Keep this page’s proof of learning as a small evidence card:

Schema: table names, keys, relationships, and sample rows
Query: SQL or Python database code used
Output: result rows, row count, or saved extract
Failure Check: wrong join key, unsafe query, missing transaction, or schema mismatch
Expected Output: query plus result table and one data-quality note

Summary

SQL is the language for “talking” to databases.
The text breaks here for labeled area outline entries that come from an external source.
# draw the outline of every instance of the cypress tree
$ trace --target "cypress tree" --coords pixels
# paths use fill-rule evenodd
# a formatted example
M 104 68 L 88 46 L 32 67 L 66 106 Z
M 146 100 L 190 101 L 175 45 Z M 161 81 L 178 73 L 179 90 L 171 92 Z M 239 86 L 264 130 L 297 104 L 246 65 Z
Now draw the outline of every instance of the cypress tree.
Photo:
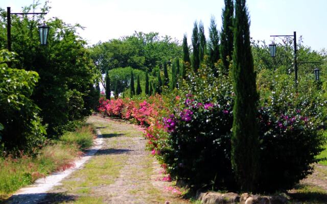
M 150 90 L 149 90 L 149 95 L 152 95 L 152 92 L 153 92 L 152 83 L 150 82 Z
M 209 39 L 208 43 L 209 47 L 209 65 L 214 68 L 215 63 L 219 59 L 219 34 L 217 29 L 216 19 L 213 16 L 210 19 L 210 27 L 209 28 Z
M 134 76 L 133 75 L 133 71 L 131 71 L 131 85 L 129 86 L 129 95 L 131 98 L 135 95 L 135 88 L 134 87 Z
M 169 84 L 169 76 L 168 76 L 168 70 L 167 70 L 167 64 L 164 63 L 164 86 L 168 86 Z
M 116 80 L 114 83 L 114 98 L 118 98 L 118 95 L 119 95 L 119 93 L 118 93 L 118 80 Z
M 179 76 L 180 75 L 180 69 L 179 68 L 179 58 L 177 57 L 175 59 L 176 64 L 176 87 L 178 88 L 179 83 Z
M 206 41 L 205 40 L 205 36 L 204 35 L 204 28 L 203 27 L 203 23 L 202 21 L 199 23 L 199 43 L 200 46 L 199 47 L 199 59 L 200 60 L 200 65 L 203 61 L 204 55 L 206 52 Z
M 220 33 L 220 59 L 223 61 L 226 73 L 228 72 L 229 62 L 227 56 L 232 58 L 233 51 L 233 19 L 234 6 L 233 0 L 224 0 L 225 8 L 223 9 L 222 27 Z
M 160 72 L 157 73 L 157 79 L 158 80 L 158 84 L 157 85 L 155 92 L 160 94 L 162 91 L 162 81 L 161 80 L 161 77 L 160 76 Z
M 142 89 L 141 89 L 141 85 L 139 84 L 139 75 L 137 75 L 137 81 L 136 83 L 136 95 L 139 95 L 142 93 Z
M 148 70 L 145 72 L 145 94 L 149 94 L 149 75 L 148 75 Z M 150 94 L 151 95 L 151 94 Z
M 183 38 L 183 61 L 184 63 L 188 62 L 191 63 L 190 59 L 190 50 L 189 50 L 189 45 L 188 45 L 188 37 L 186 34 L 184 34 Z
M 200 65 L 199 49 L 200 41 L 199 39 L 199 29 L 198 29 L 198 23 L 196 21 L 194 22 L 194 28 L 192 34 L 192 46 L 193 46 L 193 56 L 192 67 L 193 70 L 196 72 L 199 69 Z
M 176 88 L 176 74 L 175 66 L 174 62 L 172 65 L 172 81 L 170 84 L 170 88 L 172 90 L 174 90 Z
M 106 98 L 110 100 L 111 90 L 110 90 L 110 79 L 109 78 L 108 71 L 106 73 Z
M 250 23 L 245 0 L 235 2 L 233 52 L 233 107 L 231 164 L 242 190 L 255 190 L 259 173 L 259 134 L 256 121 L 259 98 L 250 42 Z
Its core consists of four types of operations:

Category	Keyword	Purpose
Read	`SELECT`	Query data (most common)
Create	`INSERT`	Insert new data
Update	`UPDATE`	Modify existing data
Delete	`DELETE`	Remove data

Among them, SELECT together with WHERE, JOIN, and GROUP BY can cover most data analysis tasks.

What You Should Take Away From This Section

The most important thing about SQL is not that it has many keywords, but whether you can use it steadily to ask tables questions
If you first think, “Which columns do I want, which rows do I want, and how should I group them?”, writing SQL will be much more stable than memorizing syntax
Once WHERE / GROUP BY / JOIN becomes clear, most later queries can be understood step by step

Hands-On Exercises

Exercise 1: Basic Queries

-- Using the practice database above, complete the following queries:
-- 1. Query all users in Shanghai
-- 2. Query the top 3 people with the highest salaries
-- 3. Query the average salary for each city, sorted by average salary in descending order

Exercise 2: JOIN Queries

-- 1. Query the names of all users and the products they have bought
-- 2. Query users who have never placed an order
--    Hint: LEFT JOIN + WHERE orders.order_id IS NULL
-- 3. Query the total order amount for each user, including users with no orders (show as 0)

Exercise 3: Comprehensive Analysis

-- Complete this with one SQL statement:
-- Query the user name, number of orders, and total spending for users whose total spending exceeds 5000
-- Sort by total spending in descending order

Reference implementation and walkthrough

Filtering exercises should use WHERE, sorting and top-k should use ORDER BY ... LIMIT, and city averages should use GROUP BY city with AVG(...).
For order reports, use JOIN when only customers with orders matter and LEFT JOIN when customers without orders must stay visible. COALESCE is useful for showing zero instead of null total spend.
For summary filters such as total spend greater than a threshold, aggregate first and use HAVING, not WHERE, because the condition depends on grouped results.